News New Rabbit Owners Told Adopt Don T Shop



New rabbit owners told ‘adopt, don’t shop’
16th July 2021

By Justine Thompson

Families thinking of rabbit ownership could help to alleviate a growing welfare crisis in the UK if they adopted their new pets instead of buying them.

Since the start of the pandemic rescue centres have seen a huge number of rabbits signed over to them, with many charities struggling to cope.

One organisation, Rabbit Residence Rescue, is searching for new homes for 68 rabbits with a further 100 unwanted pets waiting to be signed into the centre.

And to help reduce the number of animals in its care, the rescue centre is urging new pet owners to ‘adopt, don’t shop’


Lea Facey, manager of Rabbit Residence, based near Royston in Hertfordshire, said: “It’s exhausting to open emails or answer the phone every day for yet another rabbit, or even whole litters of babies, needing rescue space.

“It breaks our heart that we’re going to have to start saying no, we’re full. Other rescues in the area are facing the same problem, and it worries us greatly, where will all these animals end up?

“Rabbits can need new homes for all sorts of reasons, but it frustrates us when it’s merely a lack of research into proper care of rabbits that has led to them needing a new home.
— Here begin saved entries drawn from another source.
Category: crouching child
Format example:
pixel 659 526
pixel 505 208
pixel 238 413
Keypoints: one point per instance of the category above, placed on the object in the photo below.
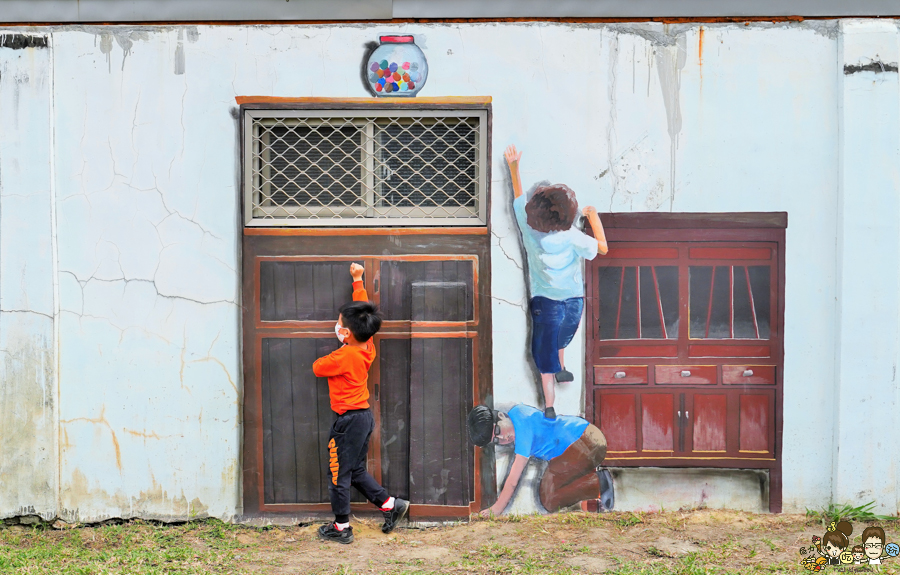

“They aren’t simply children’s pets, they are all very individual and strong willed little animals. They can be fragile and get sick very quickly, which can run up very large vet bills.

“They can’t be kept in tiny little hutches or cages, they need a lot of space to run around, as much as space as you would offer a cat or small dog, but secure and safe of course.”


Lee added that one of the main problems facing rescue centres was unwanted litters.

“Rabbits will indeed ‘breed like rabbits’ given the chance,” she said. “It can cost the rescue over £1,000 to prepare a litter of babies for rehoming – that includes neutering, vaccinating and veterinary health checks.

“We have had 12 rabbits born at the rescue after their pregnant mothers were signed over to us, and we’re only half way through the year.”

The rescue offers plenty of advice on the proper care of rabbits and recommendations on where to buy things like food and housing on their website.